Per Lazar il tema del declino (=’della decadenza’) dell’Italia “rafforza la propensione nazionale ad autodenigrarsi.. Anche Francia e Germania sono ‘grandi malati d’Europa’. I pericoli per la democrazia minacciano l’assieme dei paesi occidentali. Sempre più indifferenti alla politica, maldisposti nei confronti delle istituzioni, delusi dai politici tradizionali, ostili alle elite, i popoli sembrano pronti a consegnarsi a demagoghi volti a rovesciare la democrazia”. Inoltre: “La Costituzione italiana è quasi impossibile da emendare ma presenta un carattere incompiuto. E’ un documento sacro per la sinistra, che ne difende con intransigenza la lettera, i valori e le promesse (…) Si sviluppa così la partitocrazia, il potere quasi illimitato dei partiti. Pur essendo antifascisti, essi prolungano l’impronta del fascismo. Sottomettono e colonizzano lo Stato”.
Di conseguenza, la democrazia italiana “ha cominciato a oscillare nella banda della democrazia in qualche modo diretta, con una lunghezza di vantaggio sui suoi vicini europei. L’Italia entra nella ‘terza età della democrazia’, caratterizzata tra l’altro dallo scemare del ruolo dei partiti. Così la democrazia è in prova, alla deriva, mentre sperimenta vie diverse. L’italia è insieme in crisi e in corso d’ innovazione. Si è immersa brutalmente nella società dell’abbondanza e dell’opulenza, mentre agli inizi degli anni Cinquanta aveva ancora fame.”
Tuttavia il godimento consumistico “è solo uno degli elementi della società italiana. Il suo rovescio, pur minoritario, associa moralità economica e pubblica, ripensa l’etica, coltiva una certa austerità e frugalità. Addirittura pratica intensamente il volontariato. E’ favorevole alle esperienze di democrazia partecipativa. Si colloca a sinistra ma appare deluso dalla politica: tendenzialmente é astensionista, molto critico nei confronti del governo, scettico sull’opposizione”.

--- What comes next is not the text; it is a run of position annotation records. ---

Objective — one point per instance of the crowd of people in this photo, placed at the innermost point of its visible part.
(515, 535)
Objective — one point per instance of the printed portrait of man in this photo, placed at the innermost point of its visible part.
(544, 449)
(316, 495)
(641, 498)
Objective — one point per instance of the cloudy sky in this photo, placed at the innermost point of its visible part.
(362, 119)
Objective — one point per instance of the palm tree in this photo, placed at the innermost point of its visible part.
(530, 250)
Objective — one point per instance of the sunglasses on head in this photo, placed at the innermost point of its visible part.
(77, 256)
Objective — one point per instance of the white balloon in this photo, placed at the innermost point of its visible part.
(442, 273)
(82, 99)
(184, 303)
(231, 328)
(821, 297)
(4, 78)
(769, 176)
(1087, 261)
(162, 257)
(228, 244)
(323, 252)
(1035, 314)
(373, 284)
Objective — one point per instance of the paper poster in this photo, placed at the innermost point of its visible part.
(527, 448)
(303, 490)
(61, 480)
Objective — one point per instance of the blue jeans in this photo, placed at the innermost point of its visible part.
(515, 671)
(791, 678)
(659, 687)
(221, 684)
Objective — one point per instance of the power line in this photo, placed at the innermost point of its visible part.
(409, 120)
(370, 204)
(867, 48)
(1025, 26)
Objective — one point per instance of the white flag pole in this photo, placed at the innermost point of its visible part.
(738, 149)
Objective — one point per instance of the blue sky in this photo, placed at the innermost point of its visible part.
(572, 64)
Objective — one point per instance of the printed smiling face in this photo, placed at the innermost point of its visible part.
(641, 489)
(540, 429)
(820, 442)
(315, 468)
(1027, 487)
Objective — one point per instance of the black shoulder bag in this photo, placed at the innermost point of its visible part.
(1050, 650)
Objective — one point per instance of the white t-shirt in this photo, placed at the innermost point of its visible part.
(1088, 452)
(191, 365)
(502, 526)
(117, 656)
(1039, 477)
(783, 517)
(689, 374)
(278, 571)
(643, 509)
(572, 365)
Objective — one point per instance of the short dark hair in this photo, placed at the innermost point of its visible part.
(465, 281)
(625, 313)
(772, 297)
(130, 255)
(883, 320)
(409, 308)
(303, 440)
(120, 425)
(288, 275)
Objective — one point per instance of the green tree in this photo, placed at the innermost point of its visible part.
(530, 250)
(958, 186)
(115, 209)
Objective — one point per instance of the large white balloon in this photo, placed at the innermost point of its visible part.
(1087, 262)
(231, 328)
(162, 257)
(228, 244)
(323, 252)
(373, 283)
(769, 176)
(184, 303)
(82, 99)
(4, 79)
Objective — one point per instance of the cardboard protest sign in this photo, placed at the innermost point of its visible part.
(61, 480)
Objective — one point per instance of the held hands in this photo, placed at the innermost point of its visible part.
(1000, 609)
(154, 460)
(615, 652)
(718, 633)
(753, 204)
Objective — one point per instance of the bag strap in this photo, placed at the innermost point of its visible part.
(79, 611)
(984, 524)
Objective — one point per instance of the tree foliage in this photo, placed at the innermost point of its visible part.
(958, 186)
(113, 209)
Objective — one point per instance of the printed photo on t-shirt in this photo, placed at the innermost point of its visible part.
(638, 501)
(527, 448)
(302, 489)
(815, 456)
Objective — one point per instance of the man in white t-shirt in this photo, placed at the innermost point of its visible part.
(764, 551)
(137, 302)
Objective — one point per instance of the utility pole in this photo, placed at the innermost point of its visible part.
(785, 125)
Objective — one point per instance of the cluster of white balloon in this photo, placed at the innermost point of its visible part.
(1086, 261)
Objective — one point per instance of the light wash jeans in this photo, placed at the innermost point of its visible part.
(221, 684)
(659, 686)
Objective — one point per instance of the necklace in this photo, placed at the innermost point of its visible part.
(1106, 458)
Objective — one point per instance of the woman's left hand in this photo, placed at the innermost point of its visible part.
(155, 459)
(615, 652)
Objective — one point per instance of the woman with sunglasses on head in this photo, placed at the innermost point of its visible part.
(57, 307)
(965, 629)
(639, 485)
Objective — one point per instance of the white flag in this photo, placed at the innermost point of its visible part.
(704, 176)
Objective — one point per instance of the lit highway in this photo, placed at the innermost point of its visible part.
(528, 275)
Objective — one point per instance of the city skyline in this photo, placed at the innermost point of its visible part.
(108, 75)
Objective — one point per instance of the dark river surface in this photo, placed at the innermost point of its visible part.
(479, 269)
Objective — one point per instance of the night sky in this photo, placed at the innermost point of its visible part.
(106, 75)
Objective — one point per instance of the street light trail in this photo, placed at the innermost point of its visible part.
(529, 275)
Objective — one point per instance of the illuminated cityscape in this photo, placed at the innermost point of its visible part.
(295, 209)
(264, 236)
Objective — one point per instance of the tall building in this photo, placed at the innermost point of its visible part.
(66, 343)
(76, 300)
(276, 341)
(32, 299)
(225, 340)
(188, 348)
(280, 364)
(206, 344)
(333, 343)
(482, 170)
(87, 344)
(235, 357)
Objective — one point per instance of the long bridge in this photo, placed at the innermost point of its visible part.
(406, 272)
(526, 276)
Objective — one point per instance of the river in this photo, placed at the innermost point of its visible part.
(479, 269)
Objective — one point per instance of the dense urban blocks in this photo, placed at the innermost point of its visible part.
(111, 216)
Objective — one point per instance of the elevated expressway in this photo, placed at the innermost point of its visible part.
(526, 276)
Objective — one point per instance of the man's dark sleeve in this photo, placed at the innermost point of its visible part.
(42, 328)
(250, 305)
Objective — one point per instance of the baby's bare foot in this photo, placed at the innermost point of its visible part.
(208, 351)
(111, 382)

In economia, constata Lazar, “i ritmi della crescita sono rimasti mediocri, le imprese perdono competitività, il potere d’acquisto delle famiglie scende, la distanza tra ricchi e poveri si allarga. Il quadro è nero”. Dimentichiamo, esorta l’Autore, il fascino quasi leggendario dell’Italia: “0ra è il momento della povertà che erode l’assetto sociale. In breve, siamo al disagio collettivo. La forte diffidenza dei cittadini verso la maggior parte delle istituzioni e dei politici alimenta il dubbio e lo scetticismo diffusi.”.
Tutto questo non significa che l’Italia è condannata a vacillare, persino a crollare. La storia dimostra: “Ogni volta che il paese si è trovato in ginocchio, ha saputo rimettersi in piedi in modo spettacolare. Sarà così in questo inizio di millennio?”. Risposta: la salvezza non verrà soltanto dalla società civile, come pretende una vulgata assai diffusa. L’abilità di cavarsi d’impaccio, il dinamismo e l’ingegnosità non basteranno. Occorreranno, più ancora che nel passato, politiche pubbliche efficaci. “Questo suppone che le elite sappiano rifondare la propria legittimità e che la crisi della rappresentanza venga risolta”.
Segnalavamo nell’incipit il referto riassuntivo: “Il Sisifo moderno è indubbiamente italiano”. Tuttavia resta valida l’impressione: questo qualificato conoscitore delle nostre cose si attende che presto o tardi il Laboratorio Italia produca una formula radicalmente nuova rispetto ai logori congegni del partitismo/elettoralismo.